Issue Details (XML | Word | Printable)

Key: JAXEN-31
Type: Improvement Improvement
Status: Open Open
Priority: Major Major
Assignee: Unassigned
Reporter: Brian Ewins
Votes: 3
Watchers: 3
Operations

If you were logged in you would be able to see more operations.
jaxen

if jaxen stopped using lists it would be 37x faster

Created: 11/Aug/04 06:05 AM   Updated: 23/Oct/09 05:41 PM
Return to search
Component/s: None
Affects Version/s: 1.0
Fix Version/s: 2.0

Time Tracking:
Original Estimate: 1 week
Original Estimate - 1 week
Remaining Estimate: 1 week
Remaining Estimate - 1 week
Time Spent: Not Specified
Time Spent - Not Specified

File Attachments: 1. Text File Brian_Ewins_JAXEN-31_perf.patch (32 kB)
2. Zip Archive jaxen.zip (1.36 MB)
3. Text File perf.patch (43 kB)
4. Text File perf.patch (42 kB)
5. Text File perf.patch (41 kB)
6. File stuff.tgz (148 kB)



 Description  « Hide

The short story - I've rewritten jaxen to use a nodeset abstraction instead of a list to accumulate results. With the unit tests at nearly 100%, the performance test on dom4j runs in ~200ms on my 1GHz powerbook, compared to ~7400ms for the nightly jaxen build. The failing unit tests are for paths not covered in the performance test.

The long story - I wrote an implementation of the draft ISO Schematron spec on top of Jaxen, instead of the more usual XSLT. The schematron spec is designed so this can be done, mainly for performance reasons. Once I had enough working I was able to compare jaxen with xalan on the 'screamatron' torture test, which is using schematron to validate the schematron 1.5 spec. I was suprised to find that jaxen was about 2x /slower/ than xalan, and marginally slower with a jdom navigator than a dom4j navigator. Looking at why it was so slow, it became clear that the problem was that throughout jaxen it's building lists of intermediate results to filter down, instead of generating the 'next' result on demand. There's comments about this in several places in the code, but the list thing is so ingrained it needs more than a little refactoring to fix.

I decided to have a go. This change produces apis incompatible with previous versions of jaxen, so this will be a lump of code not a wee patch. I've basically cloned jaxen to 'org.jaxen2' to work on it. I'm nearly done with the changes, failing tests for the non-xpath extension functions which I havent implemented yet, patterns (not touched at all yet), and a couple of minor bugs.

I'll post the code on jira once I'm done, but here's the gist of the changes I made:

  • Introduce a Nodeset abstraction instead of a list...
    public interface extends Iterator {
    Object current();
    int position();
    // use of last() replaces the internal iterator with an iterator over a list caching results.
    // it's basically a fallback on what jaxen used to do.
    int last();
    }
    the reason for this is obvious, eg you can just test 'hasNext()' to check the boolean value of a nodeset.
  • change the signature of Expr to allow the selection of a fast code path
    public interface Expr {
    // these require context because of variable/function refs only. see later.
    boolean isBoolean(Context ctx);
    boolean isNumber(Context ctx);
    boolean isString(Context ctx);
    boolean isNodeset(Context ctx);
    boolean booleanValue(Context ctx);
    double numberValue(Context ctx);
    String stringValue(Context ctx);
    Nodeset nodesetValue(Context ctx);
    // etc
    }
    this is really for my own sanity as there's so much code to maintain.

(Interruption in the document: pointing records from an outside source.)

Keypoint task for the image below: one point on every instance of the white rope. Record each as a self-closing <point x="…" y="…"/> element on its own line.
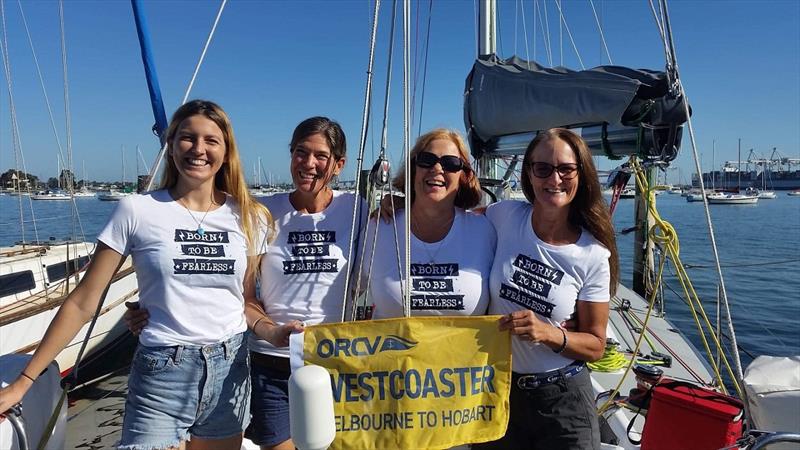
<point x="602" y="35"/>
<point x="734" y="344"/>
<point x="406" y="151"/>
<point x="67" y="115"/>
<point x="157" y="163"/>
<point x="569" y="34"/>
<point x="516" y="22"/>
<point x="525" y="33"/>
<point x="68" y="127"/>
<point x="360" y="159"/>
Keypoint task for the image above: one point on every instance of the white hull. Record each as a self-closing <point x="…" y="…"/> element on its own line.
<point x="732" y="199"/>
<point x="112" y="196"/>
<point x="50" y="197"/>
<point x="25" y="315"/>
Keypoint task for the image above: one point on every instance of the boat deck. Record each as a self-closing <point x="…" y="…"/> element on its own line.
<point x="96" y="410"/>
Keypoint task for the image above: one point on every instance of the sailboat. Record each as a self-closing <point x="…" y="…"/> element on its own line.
<point x="56" y="194"/>
<point x="725" y="198"/>
<point x="36" y="276"/>
<point x="636" y="318"/>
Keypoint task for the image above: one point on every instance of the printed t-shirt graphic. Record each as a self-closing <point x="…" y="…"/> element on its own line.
<point x="191" y="284"/>
<point x="449" y="277"/>
<point x="310" y="251"/>
<point x="303" y="270"/>
<point x="529" y="273"/>
<point x="533" y="279"/>
<point x="432" y="287"/>
<point x="203" y="247"/>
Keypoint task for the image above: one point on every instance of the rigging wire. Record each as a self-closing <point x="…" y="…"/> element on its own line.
<point x="362" y="143"/>
<point x="160" y="156"/>
<point x="68" y="128"/>
<point x="516" y="23"/>
<point x="546" y="31"/>
<point x="425" y="67"/>
<point x="407" y="156"/>
<point x="19" y="155"/>
<point x="535" y="8"/>
<point x="560" y="33"/>
<point x="600" y="29"/>
<point x="525" y="35"/>
<point x="723" y="289"/>
<point x="569" y="34"/>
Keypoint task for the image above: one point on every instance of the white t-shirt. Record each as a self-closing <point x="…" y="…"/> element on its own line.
<point x="547" y="279"/>
<point x="304" y="269"/>
<point x="191" y="284"/>
<point x="449" y="277"/>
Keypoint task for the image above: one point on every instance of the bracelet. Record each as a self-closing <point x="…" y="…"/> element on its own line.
<point x="563" y="344"/>
<point x="255" y="324"/>
<point x="33" y="380"/>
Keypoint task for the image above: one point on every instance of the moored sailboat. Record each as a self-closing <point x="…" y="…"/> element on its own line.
<point x="627" y="325"/>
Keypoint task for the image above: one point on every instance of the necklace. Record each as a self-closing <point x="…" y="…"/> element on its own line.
<point x="200" y="229"/>
<point x="425" y="245"/>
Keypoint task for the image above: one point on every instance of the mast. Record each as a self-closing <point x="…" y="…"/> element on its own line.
<point x="487" y="45"/>
<point x="487" y="28"/>
<point x="739" y="168"/>
<point x="713" y="173"/>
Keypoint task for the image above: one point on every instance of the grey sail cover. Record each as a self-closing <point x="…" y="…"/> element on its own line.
<point x="506" y="97"/>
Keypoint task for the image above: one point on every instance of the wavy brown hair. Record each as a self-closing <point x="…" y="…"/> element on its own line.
<point x="588" y="209"/>
<point x="229" y="178"/>
<point x="469" y="190"/>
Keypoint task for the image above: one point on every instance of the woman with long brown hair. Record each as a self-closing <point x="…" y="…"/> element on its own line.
<point x="194" y="243"/>
<point x="448" y="277"/>
<point x="557" y="256"/>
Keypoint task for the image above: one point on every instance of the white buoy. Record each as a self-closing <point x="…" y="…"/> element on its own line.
<point x="37" y="405"/>
<point x="311" y="408"/>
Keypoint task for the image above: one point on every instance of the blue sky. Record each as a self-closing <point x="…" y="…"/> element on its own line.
<point x="274" y="63"/>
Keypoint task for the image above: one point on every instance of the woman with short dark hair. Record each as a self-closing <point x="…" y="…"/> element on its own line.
<point x="449" y="276"/>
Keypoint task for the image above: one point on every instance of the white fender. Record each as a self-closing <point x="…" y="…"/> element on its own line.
<point x="311" y="416"/>
<point x="37" y="405"/>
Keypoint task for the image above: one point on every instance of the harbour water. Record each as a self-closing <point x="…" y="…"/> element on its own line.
<point x="759" y="247"/>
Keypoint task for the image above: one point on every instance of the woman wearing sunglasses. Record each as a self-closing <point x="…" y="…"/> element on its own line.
<point x="302" y="273"/>
<point x="557" y="256"/>
<point x="447" y="276"/>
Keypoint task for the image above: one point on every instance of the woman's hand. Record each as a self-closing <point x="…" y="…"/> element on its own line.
<point x="278" y="335"/>
<point x="528" y="327"/>
<point x="135" y="317"/>
<point x="12" y="394"/>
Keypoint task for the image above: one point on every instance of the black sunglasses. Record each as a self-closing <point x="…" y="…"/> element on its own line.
<point x="449" y="163"/>
<point x="544" y="170"/>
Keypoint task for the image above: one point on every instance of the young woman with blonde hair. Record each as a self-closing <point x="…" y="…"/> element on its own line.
<point x="193" y="242"/>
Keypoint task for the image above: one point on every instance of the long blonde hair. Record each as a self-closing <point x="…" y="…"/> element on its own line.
<point x="469" y="190"/>
<point x="587" y="210"/>
<point x="229" y="178"/>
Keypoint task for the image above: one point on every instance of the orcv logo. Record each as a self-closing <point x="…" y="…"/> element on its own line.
<point x="363" y="346"/>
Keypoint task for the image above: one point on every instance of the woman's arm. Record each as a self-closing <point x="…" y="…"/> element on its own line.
<point x="78" y="309"/>
<point x="260" y="323"/>
<point x="586" y="344"/>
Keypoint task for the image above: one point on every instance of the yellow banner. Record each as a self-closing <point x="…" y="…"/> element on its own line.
<point x="423" y="382"/>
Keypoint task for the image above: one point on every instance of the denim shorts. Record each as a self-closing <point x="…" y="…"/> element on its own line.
<point x="557" y="415"/>
<point x="269" y="405"/>
<point x="175" y="392"/>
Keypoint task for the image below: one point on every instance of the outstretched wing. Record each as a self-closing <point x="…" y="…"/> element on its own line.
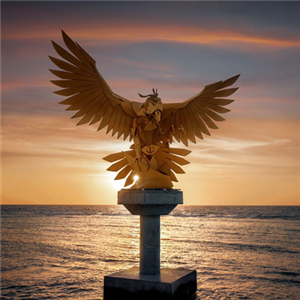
<point x="88" y="93"/>
<point x="194" y="116"/>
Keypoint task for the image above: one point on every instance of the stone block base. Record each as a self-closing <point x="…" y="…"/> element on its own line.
<point x="169" y="285"/>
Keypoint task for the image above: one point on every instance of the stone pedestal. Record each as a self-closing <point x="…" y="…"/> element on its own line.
<point x="149" y="281"/>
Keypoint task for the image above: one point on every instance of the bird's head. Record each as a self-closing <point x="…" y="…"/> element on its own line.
<point x="153" y="98"/>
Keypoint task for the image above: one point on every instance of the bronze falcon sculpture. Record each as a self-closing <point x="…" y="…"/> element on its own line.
<point x="152" y="125"/>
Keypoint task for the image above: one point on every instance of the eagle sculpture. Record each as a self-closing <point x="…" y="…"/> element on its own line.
<point x="152" y="125"/>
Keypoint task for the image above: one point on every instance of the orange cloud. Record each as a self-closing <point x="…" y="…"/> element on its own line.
<point x="167" y="33"/>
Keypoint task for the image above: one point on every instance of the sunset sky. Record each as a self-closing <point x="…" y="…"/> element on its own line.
<point x="177" y="47"/>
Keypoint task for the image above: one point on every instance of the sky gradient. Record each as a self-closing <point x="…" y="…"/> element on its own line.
<point x="178" y="48"/>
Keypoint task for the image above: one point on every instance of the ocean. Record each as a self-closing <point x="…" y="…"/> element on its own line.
<point x="64" y="252"/>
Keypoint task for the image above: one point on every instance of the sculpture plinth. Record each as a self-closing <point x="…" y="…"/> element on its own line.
<point x="149" y="281"/>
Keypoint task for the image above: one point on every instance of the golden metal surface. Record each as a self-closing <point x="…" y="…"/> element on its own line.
<point x="151" y="125"/>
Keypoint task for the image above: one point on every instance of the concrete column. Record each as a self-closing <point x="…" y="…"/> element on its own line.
<point x="150" y="245"/>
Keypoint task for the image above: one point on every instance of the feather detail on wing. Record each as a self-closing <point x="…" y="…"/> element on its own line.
<point x="88" y="93"/>
<point x="193" y="117"/>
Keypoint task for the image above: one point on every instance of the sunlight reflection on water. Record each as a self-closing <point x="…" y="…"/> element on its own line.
<point x="63" y="252"/>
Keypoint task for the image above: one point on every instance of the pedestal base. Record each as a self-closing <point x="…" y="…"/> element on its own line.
<point x="169" y="285"/>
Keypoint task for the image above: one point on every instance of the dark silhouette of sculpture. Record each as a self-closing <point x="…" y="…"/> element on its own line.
<point x="151" y="125"/>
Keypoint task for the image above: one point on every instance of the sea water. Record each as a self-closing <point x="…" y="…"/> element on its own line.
<point x="64" y="252"/>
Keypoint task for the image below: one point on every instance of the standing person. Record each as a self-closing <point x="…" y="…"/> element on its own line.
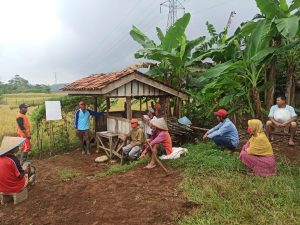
<point x="161" y="144"/>
<point x="13" y="177"/>
<point x="147" y="120"/>
<point x="257" y="154"/>
<point x="24" y="131"/>
<point x="282" y="116"/>
<point x="225" y="134"/>
<point x="157" y="107"/>
<point x="82" y="126"/>
<point x="137" y="139"/>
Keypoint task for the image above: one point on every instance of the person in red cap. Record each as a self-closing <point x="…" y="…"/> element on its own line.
<point x="24" y="131"/>
<point x="225" y="134"/>
<point x="137" y="139"/>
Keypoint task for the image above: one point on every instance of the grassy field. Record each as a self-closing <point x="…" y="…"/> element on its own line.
<point x="226" y="195"/>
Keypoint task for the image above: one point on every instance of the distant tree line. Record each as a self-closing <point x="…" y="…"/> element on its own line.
<point x="20" y="85"/>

Throughout jaxen, everything is untyped, so its fairly easy to (eg) pass a nodeSet when you meant to pass a node; there's instanceof checks, == null checks, and casts everywhere to deal with this. Once you put everything behind an interface like the one above, making objects responsible for their own casts, a lot of the code is simplified, eg addition is just expr1.numberValue(ctx) + expr2.numberValue(ctx). All but a couple of classes inherit from abstract base classes that implement all but one of those methods (eg StringExprBase leaves stringValue() abstract.)

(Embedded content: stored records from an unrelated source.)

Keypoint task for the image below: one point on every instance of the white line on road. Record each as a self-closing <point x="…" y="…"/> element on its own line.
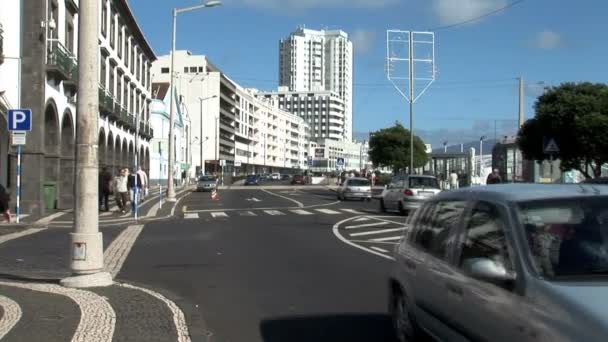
<point x="301" y="212"/>
<point x="116" y="254"/>
<point x="381" y="231"/>
<point x="284" y="197"/>
<point x="12" y="315"/>
<point x="219" y="214"/>
<point x="328" y="211"/>
<point x="390" y="238"/>
<point x="375" y="224"/>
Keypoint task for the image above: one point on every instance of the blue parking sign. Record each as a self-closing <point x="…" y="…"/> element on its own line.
<point x="19" y="119"/>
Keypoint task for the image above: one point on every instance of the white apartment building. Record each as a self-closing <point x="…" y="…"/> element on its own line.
<point x="229" y="123"/>
<point x="42" y="74"/>
<point x="324" y="111"/>
<point x="311" y="61"/>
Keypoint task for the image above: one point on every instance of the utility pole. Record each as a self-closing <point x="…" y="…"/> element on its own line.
<point x="86" y="243"/>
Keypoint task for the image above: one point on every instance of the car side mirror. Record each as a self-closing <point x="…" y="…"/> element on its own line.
<point x="488" y="270"/>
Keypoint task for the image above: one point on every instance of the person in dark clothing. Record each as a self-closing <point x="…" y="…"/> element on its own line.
<point x="105" y="188"/>
<point x="4" y="203"/>
<point x="494" y="177"/>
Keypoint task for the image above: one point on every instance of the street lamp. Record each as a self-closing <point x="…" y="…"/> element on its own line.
<point x="176" y="11"/>
<point x="201" y="99"/>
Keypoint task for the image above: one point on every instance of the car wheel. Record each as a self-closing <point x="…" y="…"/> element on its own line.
<point x="403" y="322"/>
<point x="382" y="206"/>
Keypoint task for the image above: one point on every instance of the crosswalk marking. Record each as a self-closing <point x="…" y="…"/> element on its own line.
<point x="328" y="211"/>
<point x="219" y="214"/>
<point x="301" y="212"/>
<point x="375" y="224"/>
<point x="273" y="212"/>
<point x="378" y="249"/>
<point x="392" y="238"/>
<point x="377" y="232"/>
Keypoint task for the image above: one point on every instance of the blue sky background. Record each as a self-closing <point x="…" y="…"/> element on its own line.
<point x="543" y="40"/>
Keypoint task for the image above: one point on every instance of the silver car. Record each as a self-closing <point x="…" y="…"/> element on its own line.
<point x="406" y="193"/>
<point x="524" y="262"/>
<point x="206" y="183"/>
<point x="355" y="188"/>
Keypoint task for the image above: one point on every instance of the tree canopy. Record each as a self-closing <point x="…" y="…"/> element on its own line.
<point x="575" y="115"/>
<point x="390" y="147"/>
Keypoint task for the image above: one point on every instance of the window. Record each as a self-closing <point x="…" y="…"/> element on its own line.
<point x="484" y="237"/>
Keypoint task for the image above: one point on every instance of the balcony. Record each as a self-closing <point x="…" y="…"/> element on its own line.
<point x="60" y="63"/>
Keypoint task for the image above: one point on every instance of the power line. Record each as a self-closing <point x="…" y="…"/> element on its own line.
<point x="504" y="8"/>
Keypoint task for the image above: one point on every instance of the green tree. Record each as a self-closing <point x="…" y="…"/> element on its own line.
<point x="390" y="147"/>
<point x="575" y="115"/>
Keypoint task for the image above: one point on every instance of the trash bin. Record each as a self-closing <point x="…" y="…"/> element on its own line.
<point x="50" y="195"/>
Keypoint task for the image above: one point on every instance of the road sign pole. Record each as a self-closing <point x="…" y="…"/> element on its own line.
<point x="18" y="209"/>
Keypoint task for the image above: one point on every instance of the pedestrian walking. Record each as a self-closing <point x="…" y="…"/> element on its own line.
<point x="5" y="199"/>
<point x="121" y="190"/>
<point x="105" y="188"/>
<point x="494" y="177"/>
<point x="454" y="183"/>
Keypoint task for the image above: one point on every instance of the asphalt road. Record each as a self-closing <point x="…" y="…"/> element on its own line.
<point x="268" y="268"/>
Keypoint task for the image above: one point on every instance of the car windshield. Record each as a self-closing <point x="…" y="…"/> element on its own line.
<point x="423" y="182"/>
<point x="357" y="182"/>
<point x="567" y="237"/>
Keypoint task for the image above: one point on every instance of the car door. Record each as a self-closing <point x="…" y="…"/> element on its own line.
<point x="435" y="235"/>
<point x="482" y="309"/>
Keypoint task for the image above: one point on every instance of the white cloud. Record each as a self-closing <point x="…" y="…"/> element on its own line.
<point x="547" y="40"/>
<point x="363" y="40"/>
<point x="456" y="11"/>
<point x="313" y="4"/>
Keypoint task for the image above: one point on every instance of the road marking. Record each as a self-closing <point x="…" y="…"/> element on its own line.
<point x="375" y="224"/>
<point x="381" y="250"/>
<point x="328" y="211"/>
<point x="352" y="211"/>
<point x="97" y="319"/>
<point x="116" y="254"/>
<point x="381" y="231"/>
<point x="391" y="238"/>
<point x="219" y="214"/>
<point x="301" y="212"/>
<point x="284" y="197"/>
<point x="12" y="236"/>
<point x="12" y="315"/>
<point x="335" y="230"/>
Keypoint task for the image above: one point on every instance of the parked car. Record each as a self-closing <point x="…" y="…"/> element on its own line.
<point x="206" y="183"/>
<point x="298" y="179"/>
<point x="252" y="180"/>
<point x="509" y="262"/>
<point x="407" y="192"/>
<point x="355" y="187"/>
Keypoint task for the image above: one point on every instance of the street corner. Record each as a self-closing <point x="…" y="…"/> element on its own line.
<point x="373" y="234"/>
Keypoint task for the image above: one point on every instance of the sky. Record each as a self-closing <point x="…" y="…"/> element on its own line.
<point x="476" y="89"/>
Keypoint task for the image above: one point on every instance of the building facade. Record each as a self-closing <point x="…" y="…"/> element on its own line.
<point x="45" y="79"/>
<point x="323" y="111"/>
<point x="311" y="61"/>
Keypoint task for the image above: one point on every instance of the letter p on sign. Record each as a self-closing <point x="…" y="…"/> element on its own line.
<point x="19" y="119"/>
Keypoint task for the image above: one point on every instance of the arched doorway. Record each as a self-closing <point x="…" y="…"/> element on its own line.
<point x="67" y="163"/>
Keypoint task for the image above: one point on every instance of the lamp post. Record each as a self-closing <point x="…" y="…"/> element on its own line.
<point x="176" y="11"/>
<point x="201" y="99"/>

Variable/Function refs don't have a type without context in my version, and like Jaxen I look up functions, variables every time. This isn't smart - in xpath we can resolve all variable, function refs beforehand, and get faster code as a result. I'll probably change things so I have 'bound' and 'unbound' exprs, add 'BoundExpr bind(VariableContext,FunctionContext)'. I'll still need to pass these as members of Context to support the 'evaluate' extension function though.

Another approach to the same concern that I didn't try is to pass in a typed context, eg 'StringContext', 'NodesetContext', etc (think of this as allowing things like perl's 'wantarray()'. That approach would make it easier to expand the number of supported types (eg for xpath2) in future, I'll try it once the tests pass.

  • moved all the functions to a single utility class
    public class Functions {
    String substring(String s, double start, double end);
    // etc
    }
    this makes it easier to unit test the xpath functions, since they are mostly context-independent. Functions that need a navigator get it passed as the first arg, functions that optionally use the context node instead of an argument have that function added as a method of Context. Incidentally I changed some of the unit tests to get mine to pass - in particular I changed the substring() tests back to match the spec (they don't currently).

No function in my version returns null. (compare to eg the name, namespaceuri functions of Navigator). The xpath spec uses "" or an empty nodeset throughout, so do I, this gets rid of a lot of == null checks.

Some of the bugs against the current version of jaxen are fixed by this code - eg the use of double throughout allows gt/lt comparisons of longs (bug jaxen-28), + both of the bugs I filed previously.

I'd estimate I can finish this in the next week.



Brian Ewins added a comment - 11/Aug/04 07:15 AM

BTW if bob or peter take a look at this... as this touches all over the code, I was planning to submit as a zip of the entire tree, not patches, with the code in some distinct package (org.jaxen2 currently, but I'll probably rename that to org.jaxen.v2 to stay under the right root).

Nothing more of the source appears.